Removing myself from the tangle that is my thoughts I skip inside with a dancers grace. Clunking my bowl into the skin I run upstairs to awake my family. My twelve year old twin sisters, Aletta, and Callie, both cellists, are curled around each other. My mother, a singer, has her arm over my nine-year old brother, Alvin, born artists, whose body is nestled into hers. Finally, Olivia, who is only six years old has rolled herself up into a tiny ball, and is tapping out piano rhythms in her sleep. My perfect family, who sleeps to peacefully, is a stabbing reminder of my missing father, who died when Olivia was only six months old. He wasn't hungry. He wasn't sick. He just died. A pianist, like Olivia, he died in a car accident on his way to work. Pushing these thoughts back into my head I shake Olivia awake and whisper in her ear. Giggling in agreement to my plan she slips out of bed and runs to collect her tambourine from the kitchen. When she returns I count to three on my fingers and begin my serenade. Singing a song my mother taught me as a child, Olivia rings the tambourine tunelessly. Upon awaking to the terrible noise of my voice does not seem to agree with Aletta, who jumps out of bed and tackles me to the floor. I laugh.

"About time you got out bed, you sleepy head."

Shaking her head climbed off me, and informed me that ,

"You could have spared my eardrums, Noelle," and poked her tongue out. Its true. I am the only non-musical member of our family. Even Alvin can play the harp. Pulling myself up of the ground I come face to face with my mother. Her face is pale with worry. At 16, my name has been entered in the draw four times. The twins each have the name in once. We are all as safe as it gets. Still. The Hunger Games is not something to be taken lightly, I wrap my arms around my mother in a fragile embrace. I know today will be a test not only for my sisters and I, but one for her as well. And even if one of us is selected, she will not even be allowed to break down. She must remain strong for my siblings. For that is the job of a mother.

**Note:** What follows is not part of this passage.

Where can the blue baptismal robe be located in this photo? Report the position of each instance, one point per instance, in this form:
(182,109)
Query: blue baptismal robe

"Don't worry," I whisper in her ear.

"I don't know how," she spoke back. Pulling her tighter I try and pull myself together. I must not break down either. The twins will look to me for comfort, if I am calm, then hopefully, hopefully, so will they. Releasing my mother I scuttle into the bath, which Callie has just vacated. As I scrub myself clean, the twins chatter aimlessly about what they will wear. Eventually, Aletta decides on a pale yellow dress and small white shoes, and Callie on a green blouse and a white skirt. When my skin had been rubbed raw, and my hair and nails were clean, I stumbled back into the bedrooms. The largest room. In our house, we have only three rooms. The bedroom, which contains three cots, and the bath. The kitchen, and our small studio, which houses all the family instruments, an easel for Alvin, and mirrors and a barre for myself. Before I can even start looking for the white dress I had planned to wear, my mother had already intercepted, passing me a beautiful red dress and a pair of blue shoes. I am stunned. They are brand new.

"Mum!" I cry, about to scold her for wasting money on such material possessions.

"Ellie," she interrupts, "if your reaped, if, heaven forbid, you go to the capital..." she is choking back tears,

"Shhhh, its okay. We will be fine, I am not going anywhere." She nods her head, but I can tell she doesn't believe me. I can see it in her eyes.